Cisco is convinced a long-term, fundamental shift in the way people work is underway and irreversible, and it believes it is uniquely positioned to help businesses adapt.  

Jeetu Patel, Cisco's executive vice president and general manager of security and collaboration, declared that “hybrid work doesn’t work yet,” because too many employees are stuck with uncomfortable working conditions and balky connections that harm their productivity and drain their mental energy.

Cisco, however, has a portfolio of collaboration hardware and software that’s both comprehensive and growing, including home office routers, cameras and desktop hubs for videoconferences to its popular Webex collaboration platform. Cisco is adding a number of artificial intelligence-driven upgrades to Webex, including several designed to improve the experience for remote attendees of hybrid meetings: making them look and feel (to the remote attendees) like everyone’s remote, for example, and adding a virtual whiteboard that everyone can use.

“Just like the Kindle is a purpose-built device for reading a book, we’ve built purpose-built devices for making sure you can engage with your work experience from home,” Patel said.

READ MORE: Find out why digital transformation must accelerate to meet customer expectations.

2. Cisco Will Focus on Organizations’ End Users

Cisco made clear that it will amplify its focus on optimizing end-user experiences, including both customer and employee experiences.

In addition to its hybrid work solutions, it introduced new applications that business can use to manage and secure their own apps. The offerings reflect Cisco’s acknowledgement that the world has entered the “application economy,” said Liz Centoni, Cisco’s chief strategy officer and general manager of applications.

“We care more about application program interfaces today because they give us the ability to leverage services from anywhere and everywhere,” Centoni said. “You can add new services or drop services without taking your application down. It’s a beautiful new world.”

To help IT leaders operate in this new world, Cisco is offering two new applications: Calisti and Panoptica.

Calisti is described as a “service mesh manager,” allowing businesses to see the health and performance of their entire application environment at a glance, then dig deeper to test how an app will likely perform under additional stressors, such as a traffic influx.

Panoptica is an application security tool that shows the vulnerabilities of all applications, based on the well-known Mitre Attack Framework, and makes it easy to take actions to remediate vulnerabilities.

Stay updated on the latest updates and insights from BizTech.

3. Network Security and Uptime Remain Key to Cisco

Cisco was founded as producer of routers, switches and other networking technology. In fact, its annual conference was originally called Networkers before it became Cisco Live.

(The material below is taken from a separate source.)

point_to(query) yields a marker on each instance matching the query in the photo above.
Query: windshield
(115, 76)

Cisco’s embrace of other technology categories hasn’t dampened its enthusiasm for networking. It’s introduction of WAN Insights — under the umbrella of its subsidiary ThousandEyes, which it acquired in late 2020 — was described as  the first step in Cisco’s broader vision of delivering “predictive networks” technology; that is, monitoring solutions that can tell you what’s likely to happen in your network, and suggest fixes, instead of just giving you data on current activity.

“For years we’ve been working on different types of AI to analyze what’s happening in networks,” explained Todd Nightingale, Cisco’s executive vice president and general manager of enterprise networking and cloud. “And for the past couple of years, we’ve been trying to take the next step and look at predictive intelligence that doesn’t just analyze something that went wrong, but actually tries to predict what might go wrong in the future.”

Executives said ThousandEyes would become its companywide network intelligence platform, and that the concept would soon roll out to areas of the network beyond SD-WAN.

The company also took the occasion to tout its new Cisco Security Cloud, originally unveiled a week earlier at the RSA Conference. Security Cloud is a Cisco version of security access service edge, which the company described as a “multiyear strategic vision for the future of security.”